Unfortunately, the city of Portsmouth has been put in a position to attempt to regulate healthcare. To this point, while access to treatment has continued to grow in our area, and the Ohio Mental Health and Addictions Services Board has continued to certify providers across the state, there have been no local market studies, no needs assessments, and no clear plan for continued oversight past initial certification.
In addition to the OMHAS shortfall, Medicaid has continued to fund services with little oversight. Since 1995, there have been only 12 full Medicaid audits in Scioto County. TCC is the ONLY Behavioral Health Care provider EVER to be fully audited in this area.
OMHAS and Medicaid have been authorized at the state level to allocate funds for treatment, but there has been little expansion to regulate the use of those dollars. Hence the underlying concern today is a concern that is arguably state-wide and likely nationwide.
It is TCC’s belief that the city has available and underutilized resources to address concerns without any new legislation or expense. As a business consideration, the city can issue a mandate, requiring treatment providers to register as businesses with the city; houses and outpatient posts included. For the safety & security of those in housing, landlord laws and life safety codes can be enforced. With 24 Medicaid-funded treatment providers in the county, a readily available approach would be to enforce these existing codes – similar to the health department’s process with the local restaurant, pool, and school operations.
Concerning the quality of care, it is our stance that all providers should additionally inform the local ADAMHS board of their operation.
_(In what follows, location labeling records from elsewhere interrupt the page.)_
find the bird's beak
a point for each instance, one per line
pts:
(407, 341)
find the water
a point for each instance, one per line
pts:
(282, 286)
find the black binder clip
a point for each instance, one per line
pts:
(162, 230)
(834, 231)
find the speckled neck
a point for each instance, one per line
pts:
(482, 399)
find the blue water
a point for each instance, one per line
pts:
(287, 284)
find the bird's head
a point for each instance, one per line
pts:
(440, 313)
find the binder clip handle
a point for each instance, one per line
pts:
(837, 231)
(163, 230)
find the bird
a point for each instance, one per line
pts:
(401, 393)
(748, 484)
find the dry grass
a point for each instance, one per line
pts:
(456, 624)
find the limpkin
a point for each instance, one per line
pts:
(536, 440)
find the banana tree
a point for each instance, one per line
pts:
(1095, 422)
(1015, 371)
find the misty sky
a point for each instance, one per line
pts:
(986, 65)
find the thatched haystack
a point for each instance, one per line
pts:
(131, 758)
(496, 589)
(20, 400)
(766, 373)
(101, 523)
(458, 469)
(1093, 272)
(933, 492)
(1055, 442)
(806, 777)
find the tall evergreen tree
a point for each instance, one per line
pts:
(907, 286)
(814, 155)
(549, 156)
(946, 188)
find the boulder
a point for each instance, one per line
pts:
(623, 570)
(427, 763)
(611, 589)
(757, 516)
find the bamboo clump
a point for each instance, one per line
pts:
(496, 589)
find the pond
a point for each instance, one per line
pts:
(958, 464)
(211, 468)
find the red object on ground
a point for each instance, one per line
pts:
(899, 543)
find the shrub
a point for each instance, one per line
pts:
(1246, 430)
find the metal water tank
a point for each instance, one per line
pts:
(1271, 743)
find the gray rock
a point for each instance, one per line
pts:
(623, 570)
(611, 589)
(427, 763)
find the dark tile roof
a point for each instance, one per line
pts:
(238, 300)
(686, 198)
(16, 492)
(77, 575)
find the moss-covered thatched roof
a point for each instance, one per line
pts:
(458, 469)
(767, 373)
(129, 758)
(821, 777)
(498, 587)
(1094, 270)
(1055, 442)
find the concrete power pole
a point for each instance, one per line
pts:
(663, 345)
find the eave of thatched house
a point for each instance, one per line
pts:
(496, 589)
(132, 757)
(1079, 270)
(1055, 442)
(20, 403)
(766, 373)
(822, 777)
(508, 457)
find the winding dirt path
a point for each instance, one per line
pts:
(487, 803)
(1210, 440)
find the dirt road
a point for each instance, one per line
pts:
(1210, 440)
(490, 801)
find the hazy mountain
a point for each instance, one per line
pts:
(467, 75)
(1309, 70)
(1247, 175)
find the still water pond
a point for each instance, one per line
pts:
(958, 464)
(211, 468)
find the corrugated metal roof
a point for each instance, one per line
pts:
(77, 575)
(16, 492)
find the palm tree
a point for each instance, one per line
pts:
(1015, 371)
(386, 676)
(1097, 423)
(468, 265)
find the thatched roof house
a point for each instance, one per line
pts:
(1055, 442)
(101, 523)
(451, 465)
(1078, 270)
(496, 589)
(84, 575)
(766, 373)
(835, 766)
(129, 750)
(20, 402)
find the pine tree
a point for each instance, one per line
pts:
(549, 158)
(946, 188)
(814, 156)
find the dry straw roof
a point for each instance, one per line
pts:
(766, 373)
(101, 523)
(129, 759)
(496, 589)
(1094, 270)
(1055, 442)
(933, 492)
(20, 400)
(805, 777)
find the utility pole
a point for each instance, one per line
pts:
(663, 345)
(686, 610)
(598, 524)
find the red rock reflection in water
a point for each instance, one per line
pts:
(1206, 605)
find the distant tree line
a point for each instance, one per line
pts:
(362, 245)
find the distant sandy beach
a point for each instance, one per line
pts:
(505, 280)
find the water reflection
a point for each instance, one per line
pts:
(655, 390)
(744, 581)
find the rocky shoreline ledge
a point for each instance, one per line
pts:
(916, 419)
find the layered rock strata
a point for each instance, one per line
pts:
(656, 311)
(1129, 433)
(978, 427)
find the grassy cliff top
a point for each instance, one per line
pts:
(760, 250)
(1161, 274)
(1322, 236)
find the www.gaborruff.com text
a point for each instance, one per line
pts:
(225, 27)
Agencies should pursue CARF Accreditation or other appropriate credentialing. We would encourage the city to openly engage providers to contribute to future conversations that modify or restrict sub-par treatment providers’ ability to render services.
Last, and above all – To the Mayor, the Council Members, citizens, and agencies: if you suspect an individual or entity is being negligent; that they are not fulfilling their agency mission; that human lives are being damaged by their operation – file a complaint with OMHAS and Medicaid. We would be happy to provide information about how official and anonymous complaints can be filed. This serves to form the foundation for involving already existing state resources in this concern.